The Election of 1864

It’s hard to believe, but Abraham Lincoln almost lost his re-election in 1864. How could this happen? Nine presidents in a row had served just one-term after Andrew Jackson’s second term in 1832. Also, many Northern voters didn’t like his embrace of emancipation.

Despite the Union victories at Gettysburg and Vicksburg the previous year, Southern armies came back fighting and in the three months of the summer of 1864, over 65,000 Union soldiers were killed, wounded or missing. Union leader General Ulysses G. Grant was being called the Butcher.

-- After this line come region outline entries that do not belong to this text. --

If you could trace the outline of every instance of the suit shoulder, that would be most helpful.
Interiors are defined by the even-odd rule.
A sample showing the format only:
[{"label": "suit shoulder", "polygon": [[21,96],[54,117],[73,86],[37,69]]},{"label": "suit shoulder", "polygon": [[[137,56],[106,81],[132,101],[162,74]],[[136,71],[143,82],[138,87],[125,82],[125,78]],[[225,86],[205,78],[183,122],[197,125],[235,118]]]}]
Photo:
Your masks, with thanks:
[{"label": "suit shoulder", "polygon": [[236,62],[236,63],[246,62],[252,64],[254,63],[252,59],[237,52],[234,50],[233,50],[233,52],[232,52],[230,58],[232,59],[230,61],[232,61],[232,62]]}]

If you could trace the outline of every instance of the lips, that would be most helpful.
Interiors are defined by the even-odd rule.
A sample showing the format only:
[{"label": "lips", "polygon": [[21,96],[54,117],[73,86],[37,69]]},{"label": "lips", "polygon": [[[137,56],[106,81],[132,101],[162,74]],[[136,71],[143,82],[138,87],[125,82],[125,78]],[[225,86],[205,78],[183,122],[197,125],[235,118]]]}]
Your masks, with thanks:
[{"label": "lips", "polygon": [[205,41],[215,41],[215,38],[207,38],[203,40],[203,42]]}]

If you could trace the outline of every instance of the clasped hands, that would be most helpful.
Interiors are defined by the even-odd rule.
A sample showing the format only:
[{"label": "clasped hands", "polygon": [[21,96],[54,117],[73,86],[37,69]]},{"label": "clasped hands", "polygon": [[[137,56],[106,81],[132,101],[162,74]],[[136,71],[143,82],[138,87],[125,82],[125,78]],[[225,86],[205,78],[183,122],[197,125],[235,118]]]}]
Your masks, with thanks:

Lincoln’s administration had so many opponents in Congress. Underground Confederate activities brought rebellion to parts of Maryland. Lincoln’s suspension of the Writ of Habeas Corpus was ruled unconstitutional by Supreme Court Chief Justice Roger B. Taney - an order Lincoln refused to obey. But worst of all, the war was not going well.

Meanwhile, the Democratic Party split, with major opposition from Peace Democrats, who wanted a negotiated peace at any cost. They chose as their nominee George B. McClellan, Lincoln's former commander of the Army of the Potomac.

The South was aware of Union discontent. They felt if Southern armies could hold out until the election, negotiations for Northern recognition of Confederate independence might begin. When General Sherman seized Atlanta, everything changed. The war effort turned decidedly in the North’s favor and even McClellan now sought military victory.

Two months later, Lincoln won the popular vote that eluded him in his first election. He won the Electoral College by 212 to 21 and Republicans had won the three-fourths of Congress.